Grazing the Net
Greg Henderson and Friends
Our editors spend some time roaming the web looking for stuff cattle people and others in agriculture might find useful or entertaining.
"This Year I'm Going to Watch Stuff Die"
Mar 10, 2014
As California gets drier and hotter, no one is more vulnerable than farmers. And no one is likely to have to do more to adapt to what many experts fear will be a more drought-prone environment. But California farmers aren’t the only ones dealing with drought. Sixty-five percent of America's cow herd is in states that are under drought conditions.
Beyond the devastation for farming and ranching, all California residents are struggling with the consequences of a dry winter. One town is worried about having enough drinking water.
You know a drought is serious when Lady Gaga tapes a public service announcement on water conservation.
Just Pick One Already!
Has the start of Daylight Savings Time left you feeling groggy today? Lots of folks are beginning to wonder why we don't just pick a time and leave the clocks alone. There are at least 22 reasons why we should abolish Daylight Savings Time.
When the time changes each spring and fall we're reminded of the old joke that Daylight Savings Time is like cutting the end off a blanket and sewing it onto the other end to make the blanket longer. Whatever time it is, however, doctors say our internal body clock sets itself according to the sun, releasing hormones that make us alert at sunrise and sleepy at sunset.

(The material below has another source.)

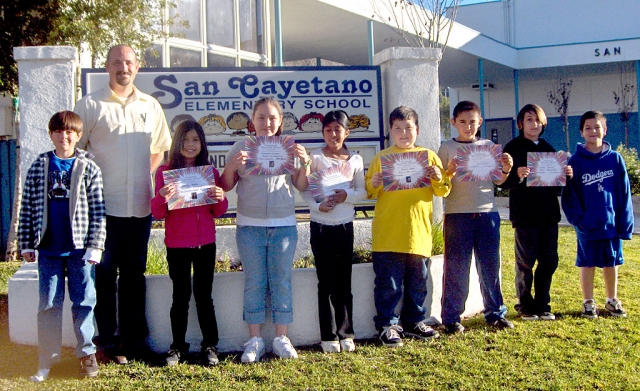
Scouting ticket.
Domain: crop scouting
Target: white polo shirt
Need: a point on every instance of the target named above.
(122, 133)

Cattle Markets Remain Strong
Cattle markets remain strong despite last week's decline. Cash fed cattle fell $2 off of record highs set the previous week, but feeder cattle were steady to $4 higher. Demand for grass cattle remains red-hot, and this week may see aggressive bidding on tight supplies. Cash cattle markets are supported by higher-trending boxed beef values that suggest consumers have not been driven away by higher retail beef prices.

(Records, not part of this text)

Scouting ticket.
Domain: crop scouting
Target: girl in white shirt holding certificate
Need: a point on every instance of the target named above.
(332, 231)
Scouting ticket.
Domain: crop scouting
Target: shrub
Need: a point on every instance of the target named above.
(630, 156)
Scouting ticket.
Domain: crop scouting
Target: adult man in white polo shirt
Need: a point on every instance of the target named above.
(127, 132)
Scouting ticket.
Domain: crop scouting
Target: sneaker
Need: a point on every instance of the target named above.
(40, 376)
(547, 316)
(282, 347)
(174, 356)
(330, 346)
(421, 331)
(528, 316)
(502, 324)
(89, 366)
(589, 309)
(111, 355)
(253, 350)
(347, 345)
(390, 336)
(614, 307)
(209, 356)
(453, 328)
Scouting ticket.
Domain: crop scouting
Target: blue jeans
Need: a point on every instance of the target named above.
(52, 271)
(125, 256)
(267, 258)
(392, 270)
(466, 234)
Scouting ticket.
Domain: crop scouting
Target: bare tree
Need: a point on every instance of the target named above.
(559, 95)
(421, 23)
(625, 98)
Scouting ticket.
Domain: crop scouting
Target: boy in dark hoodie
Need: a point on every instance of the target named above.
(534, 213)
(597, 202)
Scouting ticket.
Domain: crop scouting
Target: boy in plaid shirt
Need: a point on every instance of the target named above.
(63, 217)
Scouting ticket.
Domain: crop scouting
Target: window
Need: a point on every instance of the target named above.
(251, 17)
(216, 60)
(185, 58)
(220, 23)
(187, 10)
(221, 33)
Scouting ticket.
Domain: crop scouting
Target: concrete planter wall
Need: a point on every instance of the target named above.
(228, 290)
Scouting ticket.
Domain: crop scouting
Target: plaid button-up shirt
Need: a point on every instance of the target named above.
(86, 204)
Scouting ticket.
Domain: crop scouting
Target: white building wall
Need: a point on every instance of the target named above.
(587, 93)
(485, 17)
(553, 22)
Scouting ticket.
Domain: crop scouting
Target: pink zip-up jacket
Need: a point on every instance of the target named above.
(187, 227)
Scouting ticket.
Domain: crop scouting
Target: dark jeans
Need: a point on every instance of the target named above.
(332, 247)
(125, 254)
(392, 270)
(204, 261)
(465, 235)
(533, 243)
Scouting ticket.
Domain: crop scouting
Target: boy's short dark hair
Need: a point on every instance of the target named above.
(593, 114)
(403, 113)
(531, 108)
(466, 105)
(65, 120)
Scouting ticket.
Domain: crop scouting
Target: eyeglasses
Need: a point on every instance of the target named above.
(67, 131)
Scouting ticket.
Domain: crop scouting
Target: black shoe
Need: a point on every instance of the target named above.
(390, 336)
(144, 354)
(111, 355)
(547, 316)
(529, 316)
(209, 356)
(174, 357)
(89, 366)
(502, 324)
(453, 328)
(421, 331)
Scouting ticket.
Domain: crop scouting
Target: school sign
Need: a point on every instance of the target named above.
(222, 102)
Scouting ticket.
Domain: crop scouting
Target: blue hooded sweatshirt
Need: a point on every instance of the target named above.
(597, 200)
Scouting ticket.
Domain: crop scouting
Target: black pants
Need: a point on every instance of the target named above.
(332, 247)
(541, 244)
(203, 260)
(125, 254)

The Changing Grocery Business
Safeway and Albertsons announced a $9 billion merger Thursday, and analysts say it's just part of an industry-wide shake-up that is transforming how consumers shop for food. Specifically, traditional grocery stores have seen increased competition from big-box retailers such as Walmart that already has one-third of the national grocery market, and drug stores such as CVS.
How much has the grocery business changed? Out of 128 categories of items carried by supermarkets, the stores have a 50% or more market share in only 60 of them.